In particular, it is evaluated to have contributed to clarifying genome rearrangements and the evolutionary roles of important functional transcription factors during the speciation process within the genus Pinus. The research results were published online on the 20th in the journal Nature Genetics under the title “Haplotype-resolved genome assembly and resequencing analysis provide insights into genome evolution and allelic imbalance in Pinus densiflora.”

Most plants exist as diploids composed of two pairs of haploids, one pair inherited from the mother and the other from the father. The research team constructed two sets of high-quality haploid genomes totaling 21.7 gigabytes (GB) using the latest genome assembly method called the “phasing technique” targeting Korea’s symbolic pine, Jeongipumsong. This corresponds to more than seven times the size of the human genome.
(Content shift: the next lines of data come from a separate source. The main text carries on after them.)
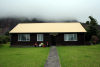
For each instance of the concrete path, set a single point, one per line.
(53, 58)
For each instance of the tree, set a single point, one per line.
(87, 22)
(92, 29)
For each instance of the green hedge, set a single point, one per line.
(4, 39)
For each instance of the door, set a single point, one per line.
(53, 40)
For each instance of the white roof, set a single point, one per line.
(48, 27)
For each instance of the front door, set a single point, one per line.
(53, 40)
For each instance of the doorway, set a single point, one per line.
(53, 40)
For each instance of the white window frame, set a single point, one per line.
(39, 37)
(67, 35)
(27, 36)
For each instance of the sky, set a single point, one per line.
(51, 9)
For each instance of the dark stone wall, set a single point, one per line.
(47, 38)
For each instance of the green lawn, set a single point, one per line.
(79, 56)
(23, 57)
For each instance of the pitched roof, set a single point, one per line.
(48, 27)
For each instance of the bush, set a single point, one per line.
(4, 39)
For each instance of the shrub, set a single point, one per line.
(4, 39)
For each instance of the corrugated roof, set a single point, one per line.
(48, 27)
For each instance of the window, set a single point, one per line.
(23, 37)
(39, 37)
(70, 37)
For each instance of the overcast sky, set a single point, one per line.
(51, 9)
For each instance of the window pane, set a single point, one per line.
(70, 37)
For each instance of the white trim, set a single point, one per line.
(27, 37)
(73, 35)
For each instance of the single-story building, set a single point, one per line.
(28, 34)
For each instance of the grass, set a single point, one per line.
(79, 56)
(23, 57)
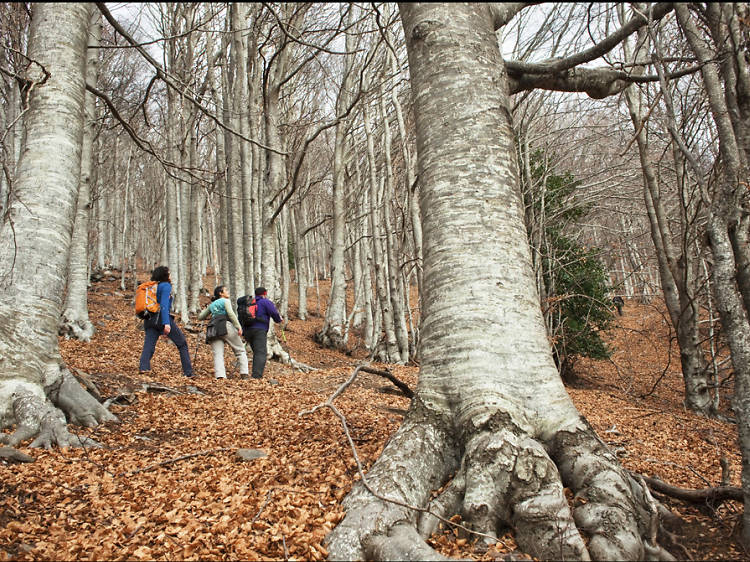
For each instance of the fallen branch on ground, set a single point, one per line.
(403, 387)
(713, 495)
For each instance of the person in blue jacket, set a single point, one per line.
(257, 332)
(163, 324)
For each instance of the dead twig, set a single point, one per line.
(329, 404)
(174, 460)
(711, 496)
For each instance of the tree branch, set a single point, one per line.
(163, 75)
(598, 83)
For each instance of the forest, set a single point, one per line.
(508, 243)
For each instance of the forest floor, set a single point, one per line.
(168, 483)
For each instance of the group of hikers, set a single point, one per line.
(255, 328)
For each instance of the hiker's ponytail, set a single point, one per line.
(217, 292)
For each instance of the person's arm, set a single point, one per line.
(162, 296)
(232, 316)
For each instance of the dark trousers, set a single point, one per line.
(258, 340)
(178, 338)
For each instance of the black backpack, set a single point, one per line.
(247, 310)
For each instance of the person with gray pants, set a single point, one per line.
(222, 305)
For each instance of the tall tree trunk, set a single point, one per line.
(335, 322)
(37, 392)
(75, 317)
(490, 408)
(724, 215)
(391, 352)
(395, 287)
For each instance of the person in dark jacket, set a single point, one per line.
(163, 324)
(257, 332)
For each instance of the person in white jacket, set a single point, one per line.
(221, 304)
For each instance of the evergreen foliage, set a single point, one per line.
(576, 300)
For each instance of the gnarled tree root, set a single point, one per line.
(503, 479)
(45, 420)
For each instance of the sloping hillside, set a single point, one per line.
(168, 483)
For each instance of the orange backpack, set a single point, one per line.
(145, 299)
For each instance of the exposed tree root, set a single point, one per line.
(504, 479)
(40, 419)
(402, 386)
(45, 420)
(331, 338)
(277, 352)
(707, 496)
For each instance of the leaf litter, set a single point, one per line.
(168, 483)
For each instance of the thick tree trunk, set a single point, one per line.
(37, 393)
(335, 327)
(75, 318)
(724, 215)
(390, 353)
(490, 405)
(395, 288)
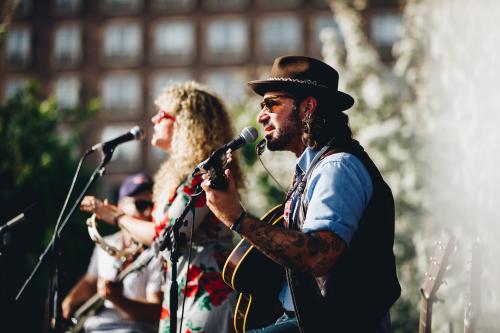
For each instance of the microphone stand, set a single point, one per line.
(54, 323)
(171, 239)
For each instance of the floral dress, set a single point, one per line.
(210, 303)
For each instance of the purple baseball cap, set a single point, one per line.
(134, 184)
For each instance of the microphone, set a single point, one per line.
(136, 133)
(18, 219)
(247, 135)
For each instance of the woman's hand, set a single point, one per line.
(102, 209)
(110, 290)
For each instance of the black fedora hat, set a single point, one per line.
(303, 75)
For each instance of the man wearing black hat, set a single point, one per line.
(134, 304)
(339, 214)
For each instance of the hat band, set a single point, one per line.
(287, 79)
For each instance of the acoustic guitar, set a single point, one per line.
(95, 303)
(433, 279)
(257, 278)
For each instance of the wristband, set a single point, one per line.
(238, 223)
(117, 217)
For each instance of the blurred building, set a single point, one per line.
(124, 51)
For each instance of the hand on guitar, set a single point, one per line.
(104, 211)
(110, 290)
(225, 204)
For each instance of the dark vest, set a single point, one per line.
(362, 285)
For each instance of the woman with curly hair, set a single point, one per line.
(190, 124)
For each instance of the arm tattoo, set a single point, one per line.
(314, 253)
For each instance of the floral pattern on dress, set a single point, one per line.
(209, 301)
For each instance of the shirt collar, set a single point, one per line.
(305, 160)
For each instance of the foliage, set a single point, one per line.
(37, 166)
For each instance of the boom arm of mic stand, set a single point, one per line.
(52, 246)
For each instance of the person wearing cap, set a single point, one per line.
(191, 123)
(133, 305)
(337, 242)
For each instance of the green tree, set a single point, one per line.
(37, 165)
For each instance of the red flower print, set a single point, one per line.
(192, 285)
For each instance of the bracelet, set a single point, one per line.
(238, 223)
(117, 217)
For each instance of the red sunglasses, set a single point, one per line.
(162, 114)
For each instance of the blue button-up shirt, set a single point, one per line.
(338, 192)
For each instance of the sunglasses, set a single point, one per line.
(162, 114)
(270, 102)
(142, 205)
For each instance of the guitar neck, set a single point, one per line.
(139, 263)
(89, 304)
(425, 321)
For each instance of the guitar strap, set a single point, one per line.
(296, 223)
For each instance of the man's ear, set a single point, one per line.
(310, 103)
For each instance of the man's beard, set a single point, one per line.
(284, 136)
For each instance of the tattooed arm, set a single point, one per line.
(315, 252)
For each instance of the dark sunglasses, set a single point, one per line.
(162, 114)
(142, 205)
(270, 102)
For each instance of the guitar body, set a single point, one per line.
(257, 278)
(95, 303)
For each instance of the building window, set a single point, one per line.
(227, 40)
(67, 45)
(128, 158)
(67, 92)
(162, 80)
(280, 4)
(229, 84)
(121, 95)
(12, 86)
(225, 4)
(386, 29)
(122, 6)
(175, 5)
(18, 46)
(280, 35)
(66, 6)
(23, 9)
(321, 24)
(174, 42)
(122, 43)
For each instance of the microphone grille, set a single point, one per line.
(138, 133)
(249, 134)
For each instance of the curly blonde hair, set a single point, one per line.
(202, 125)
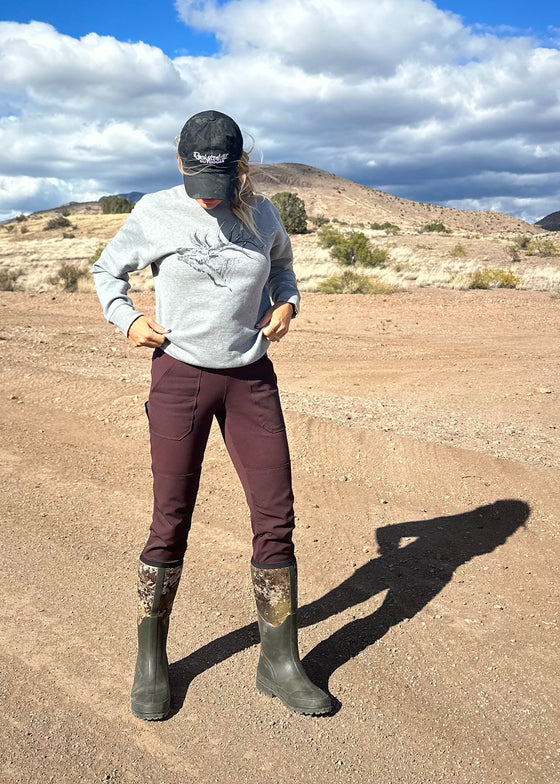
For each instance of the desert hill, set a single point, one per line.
(336, 197)
(550, 222)
(32, 254)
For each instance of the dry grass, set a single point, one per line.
(435, 259)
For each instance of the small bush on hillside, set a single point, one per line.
(319, 220)
(329, 236)
(514, 253)
(542, 248)
(58, 222)
(292, 211)
(8, 279)
(352, 283)
(96, 254)
(389, 228)
(68, 275)
(352, 248)
(490, 278)
(111, 205)
(458, 251)
(437, 227)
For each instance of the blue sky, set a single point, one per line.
(454, 102)
(158, 23)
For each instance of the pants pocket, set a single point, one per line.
(171, 405)
(264, 394)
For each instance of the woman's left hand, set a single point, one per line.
(276, 321)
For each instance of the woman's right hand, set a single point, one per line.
(147, 332)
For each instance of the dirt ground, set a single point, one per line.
(424, 436)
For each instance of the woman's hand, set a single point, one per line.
(276, 321)
(146, 332)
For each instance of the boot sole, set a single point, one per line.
(150, 714)
(266, 690)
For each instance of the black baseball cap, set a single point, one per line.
(210, 145)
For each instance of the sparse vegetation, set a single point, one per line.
(319, 220)
(514, 253)
(389, 228)
(96, 254)
(491, 278)
(350, 282)
(292, 211)
(111, 205)
(58, 222)
(68, 276)
(542, 248)
(8, 279)
(436, 227)
(352, 248)
(459, 251)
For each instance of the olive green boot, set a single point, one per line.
(157, 586)
(280, 672)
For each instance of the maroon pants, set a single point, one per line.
(182, 403)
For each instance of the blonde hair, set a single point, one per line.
(244, 197)
(243, 201)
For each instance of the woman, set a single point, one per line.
(220, 256)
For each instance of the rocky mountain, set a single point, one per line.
(550, 222)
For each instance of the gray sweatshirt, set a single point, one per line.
(213, 278)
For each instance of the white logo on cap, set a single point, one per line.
(211, 158)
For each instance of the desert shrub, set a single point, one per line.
(389, 228)
(352, 248)
(436, 226)
(329, 236)
(292, 211)
(514, 252)
(458, 251)
(58, 222)
(96, 254)
(68, 275)
(542, 248)
(350, 282)
(491, 278)
(8, 279)
(319, 220)
(377, 257)
(111, 205)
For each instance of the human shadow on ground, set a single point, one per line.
(412, 573)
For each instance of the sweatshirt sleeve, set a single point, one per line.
(128, 251)
(282, 284)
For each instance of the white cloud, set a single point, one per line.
(445, 113)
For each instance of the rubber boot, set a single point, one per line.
(157, 586)
(280, 672)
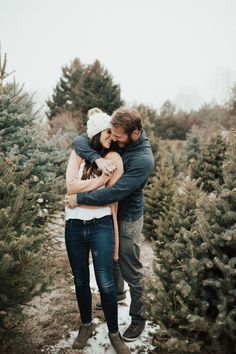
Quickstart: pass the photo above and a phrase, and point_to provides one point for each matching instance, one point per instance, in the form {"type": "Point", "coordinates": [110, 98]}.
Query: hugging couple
{"type": "Point", "coordinates": [105, 178]}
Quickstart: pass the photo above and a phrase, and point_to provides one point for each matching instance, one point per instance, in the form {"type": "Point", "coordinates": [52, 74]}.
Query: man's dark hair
{"type": "Point", "coordinates": [127, 118]}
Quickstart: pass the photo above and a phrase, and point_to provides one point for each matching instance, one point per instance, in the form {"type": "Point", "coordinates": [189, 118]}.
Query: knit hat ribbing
{"type": "Point", "coordinates": [97, 122]}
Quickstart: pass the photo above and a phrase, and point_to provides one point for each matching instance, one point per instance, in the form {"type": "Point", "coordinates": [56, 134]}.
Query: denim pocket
{"type": "Point", "coordinates": [105, 222]}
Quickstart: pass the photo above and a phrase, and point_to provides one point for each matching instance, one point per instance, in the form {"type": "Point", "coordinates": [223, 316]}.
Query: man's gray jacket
{"type": "Point", "coordinates": [128, 191]}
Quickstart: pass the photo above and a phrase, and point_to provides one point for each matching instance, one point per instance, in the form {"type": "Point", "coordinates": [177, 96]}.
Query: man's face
{"type": "Point", "coordinates": [120, 137]}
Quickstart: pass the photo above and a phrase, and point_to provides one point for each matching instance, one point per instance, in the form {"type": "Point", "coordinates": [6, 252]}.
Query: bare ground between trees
{"type": "Point", "coordinates": [50, 317]}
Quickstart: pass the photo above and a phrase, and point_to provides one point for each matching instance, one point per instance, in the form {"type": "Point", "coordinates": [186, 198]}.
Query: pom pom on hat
{"type": "Point", "coordinates": [97, 122]}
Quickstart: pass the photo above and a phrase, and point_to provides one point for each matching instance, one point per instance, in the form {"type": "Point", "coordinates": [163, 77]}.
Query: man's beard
{"type": "Point", "coordinates": [126, 143]}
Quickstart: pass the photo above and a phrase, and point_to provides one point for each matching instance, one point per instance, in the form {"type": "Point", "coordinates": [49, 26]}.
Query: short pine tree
{"type": "Point", "coordinates": [158, 197]}
{"type": "Point", "coordinates": [208, 166]}
{"type": "Point", "coordinates": [194, 143]}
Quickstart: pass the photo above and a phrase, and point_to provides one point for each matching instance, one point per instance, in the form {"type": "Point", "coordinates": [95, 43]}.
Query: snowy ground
{"type": "Point", "coordinates": [99, 343]}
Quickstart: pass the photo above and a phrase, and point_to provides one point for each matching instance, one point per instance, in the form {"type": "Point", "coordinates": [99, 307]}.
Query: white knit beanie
{"type": "Point", "coordinates": [97, 122]}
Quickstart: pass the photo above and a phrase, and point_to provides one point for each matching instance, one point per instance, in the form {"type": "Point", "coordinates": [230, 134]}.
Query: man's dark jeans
{"type": "Point", "coordinates": [130, 267]}
{"type": "Point", "coordinates": [96, 235]}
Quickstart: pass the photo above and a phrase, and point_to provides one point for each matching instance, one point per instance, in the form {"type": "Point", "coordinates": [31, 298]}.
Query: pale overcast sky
{"type": "Point", "coordinates": [182, 50]}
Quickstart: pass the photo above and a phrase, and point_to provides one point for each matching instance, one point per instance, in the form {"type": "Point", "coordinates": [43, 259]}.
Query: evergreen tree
{"type": "Point", "coordinates": [208, 166]}
{"type": "Point", "coordinates": [158, 197]}
{"type": "Point", "coordinates": [194, 143]}
{"type": "Point", "coordinates": [193, 295]}
{"type": "Point", "coordinates": [82, 87]}
{"type": "Point", "coordinates": [31, 189]}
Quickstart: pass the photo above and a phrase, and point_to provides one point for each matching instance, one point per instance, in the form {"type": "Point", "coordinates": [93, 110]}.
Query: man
{"type": "Point", "coordinates": [138, 161]}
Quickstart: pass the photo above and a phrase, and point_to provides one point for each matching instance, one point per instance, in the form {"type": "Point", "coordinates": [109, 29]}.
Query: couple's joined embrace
{"type": "Point", "coordinates": [105, 177]}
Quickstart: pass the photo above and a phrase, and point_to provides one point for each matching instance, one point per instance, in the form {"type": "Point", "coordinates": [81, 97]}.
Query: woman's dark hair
{"type": "Point", "coordinates": [91, 170]}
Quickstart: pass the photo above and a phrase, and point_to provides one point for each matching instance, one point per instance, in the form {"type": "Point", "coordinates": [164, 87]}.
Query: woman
{"type": "Point", "coordinates": [92, 228]}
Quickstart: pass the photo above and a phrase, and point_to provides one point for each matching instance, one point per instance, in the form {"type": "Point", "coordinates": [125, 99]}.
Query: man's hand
{"type": "Point", "coordinates": [71, 200]}
{"type": "Point", "coordinates": [106, 165]}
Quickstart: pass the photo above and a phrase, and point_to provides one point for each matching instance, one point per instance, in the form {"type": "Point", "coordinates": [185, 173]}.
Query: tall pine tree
{"type": "Point", "coordinates": [82, 87]}
{"type": "Point", "coordinates": [31, 189]}
{"type": "Point", "coordinates": [193, 296]}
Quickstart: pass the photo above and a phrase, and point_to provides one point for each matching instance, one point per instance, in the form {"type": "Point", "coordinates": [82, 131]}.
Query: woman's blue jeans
{"type": "Point", "coordinates": [96, 235]}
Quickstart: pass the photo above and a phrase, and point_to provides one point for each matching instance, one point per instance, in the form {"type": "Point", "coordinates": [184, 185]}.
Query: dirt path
{"type": "Point", "coordinates": [52, 319]}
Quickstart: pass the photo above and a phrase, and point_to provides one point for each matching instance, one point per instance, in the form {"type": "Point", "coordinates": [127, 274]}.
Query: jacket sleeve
{"type": "Point", "coordinates": [82, 147]}
{"type": "Point", "coordinates": [135, 175]}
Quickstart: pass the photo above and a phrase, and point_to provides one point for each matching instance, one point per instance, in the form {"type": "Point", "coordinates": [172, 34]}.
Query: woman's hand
{"type": "Point", "coordinates": [71, 200]}
{"type": "Point", "coordinates": [106, 165]}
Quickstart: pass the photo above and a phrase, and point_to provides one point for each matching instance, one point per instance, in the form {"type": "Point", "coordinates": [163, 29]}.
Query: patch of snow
{"type": "Point", "coordinates": [99, 343]}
A part of the research using the genome information of the Jeongipumsong pine by Professor Kim Seung-il's research team

Furthermore, as part of a study on gene diversity within the genus Pinus, the team attempted for the first time a sequence variation analysis reflecting haploid information on 30 wild pine individuals in Korea. Through this, they revealed the impact of individual genetic variation on pine gene diversity and suggested the necessity of constructing data reflecting genome information from multiple individuals.

Professor Kim said, “This study is significant in that it laid an important foundation for breeding research on pine and major trees,” adding, “We expect it to contribute to developing varieties that can respond to climate change, such as resistance to pine wilt disease, pine cone breeding, and carbon reduction.”